Jake Forster-Caskey scored on his first senior start to tip the balance against a Saints side who had seen striker Rickie Lambert sent-off.
Then Sparrow let fly from way outside the box and doubled the lead.
It was that one which has gone into Amex folklore, although he later added his second and the hosts’ third before Gordon Greer was sent-off for elbowing.
Sparrow is now based in Western Australia and recalls that winter’s afternoon in Falmer.
He said: “Those goals have stuck in my mind.
“One was an absolute belter, probably the best I got in Albion colours.
“We had a few out but we still had some decent players, looking at the line-up.
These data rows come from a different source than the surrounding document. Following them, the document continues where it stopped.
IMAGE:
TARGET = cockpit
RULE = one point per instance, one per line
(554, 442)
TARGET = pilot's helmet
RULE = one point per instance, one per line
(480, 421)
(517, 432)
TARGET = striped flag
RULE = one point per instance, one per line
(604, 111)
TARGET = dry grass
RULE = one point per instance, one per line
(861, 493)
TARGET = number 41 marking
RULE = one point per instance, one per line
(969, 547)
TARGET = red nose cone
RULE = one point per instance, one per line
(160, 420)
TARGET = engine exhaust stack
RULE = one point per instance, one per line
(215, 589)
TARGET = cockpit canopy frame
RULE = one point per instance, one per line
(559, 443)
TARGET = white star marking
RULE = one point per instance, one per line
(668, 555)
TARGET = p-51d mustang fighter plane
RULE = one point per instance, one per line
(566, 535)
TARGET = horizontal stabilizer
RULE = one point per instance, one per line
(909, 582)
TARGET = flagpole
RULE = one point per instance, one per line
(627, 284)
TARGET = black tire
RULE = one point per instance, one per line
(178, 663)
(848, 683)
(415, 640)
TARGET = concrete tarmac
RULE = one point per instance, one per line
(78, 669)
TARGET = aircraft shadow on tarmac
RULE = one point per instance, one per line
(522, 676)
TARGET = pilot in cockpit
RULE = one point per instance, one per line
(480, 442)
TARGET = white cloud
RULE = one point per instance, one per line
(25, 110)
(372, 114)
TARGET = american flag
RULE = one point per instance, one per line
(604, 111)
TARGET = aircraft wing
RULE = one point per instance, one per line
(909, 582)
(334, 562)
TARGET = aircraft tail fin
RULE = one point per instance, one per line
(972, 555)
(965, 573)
“The turning point was Rickie Lambert’s sending-off because we rode our luck in the first half, when they had that shot and it looked like it had gone over the line.
“It was nice to put one over my old manager Nigel Adkins.”
The shot ‘off the line’ saw Steve Cook deny Adam Lallana right in front of the North Stand.
Adkins, who had managed Sparrow at Scunthorpe, was unhappy a goal was not given, this being in the days before goal-line technology.
And he was not best pleased with the incident involving Adam El-Abd which saw Lambert dismissed.
Former Albion left-back Dan Harding, given a torrid time by home fans, had been taken off late in the first half having flirted with a second yellow.
Adkins said: “We scored a goal but the linesman hasn’t seen it. The ball has actually crossed the line. Goal-line technology shouts out.”
Poyet responded: ‘I didn’t see it.”
Sparrow felt he was up and running that day and recalled: “I was playing well that year but I got sent off at home to Leicester and that was really the downfall of my career at Brighton.
“I came back at Forest away but got two yellow cards and that was the end of me.
“They started bringing in new players and in the third season I got paid up.
“I had great times there. League One champions with 95 points and the second season was still decent but the third was a write-off, which was a disappointment.
“But, overall, I really enjoyed my time down there and I had family there. It was good while it lasted.”
Sparrow has kept in intermittent contact with fellow midfielder Gary Dicker and congratulated him on his recent new appointment in the USA.
He said: “I speak to Dicksy quite a few times.
“I didn’t see that move coming because he was doing well with the under-21s but it’s a big opportunity in America.
“I speak to Nooney (former winger Craig Noone) now and again because he was in Australia managing MacArthur.
“He was in Perth a couple of weeks ago so I got in touch then.”
Sparrow also kept in touch with Tommy Elphick, with whom he stayed in Woodingdean in his first season with the Seagulls.
His own move Down Under has proved to be an inspired decision and he is currently manager of Bayswater City in Perth.
He said: “I finished off my English career at Lincoln City in the Conference, 20 minutes away from my house. I just got to the stage where I didn’t want to be travelling up and down the country, Tuesday and Saturday, to be a squad player at 35.
“I had a couple of mates in Perth and they said why not come out and play there, live the life a bit.
“I had just split up with ex so I said, ‘Why not?’.
“I was on the flight a month later and have never looked back.
“I have been here about seven years now, playing semi-pro.
“And two years ago I became a manager here.
“I’m loving it really, learning every day and week by week.
“We train three times a week and play on Saturdays.
“I’m settled. I’ve joined a new club this year, a bit bigger and more ambitious, and I have more of a budget to sign new players.
“I live by the river and beach, new missus, two boys, aged one and five.”
It is not his first success when trying his luck from long-distance.
Albion: Brezovan; Cook, Greer, El-Abd, Taricco (Hall 54); Bridcutt, Forster-Caskey, Sparrow; LuaLua (Harley 85), Buckley, Mackail-Smith. Subs Not Used: Ankergren, Paynter, Vicente.
Southampton: Davis; Richardson, Martin, Hooiveld, Harding (Fox 40); Cork, Hammond, Lallana (Reeves 73); Do Prado (Forte 60), Connolly, Lambert. Subs Not Used: Bialkowski, Holmes.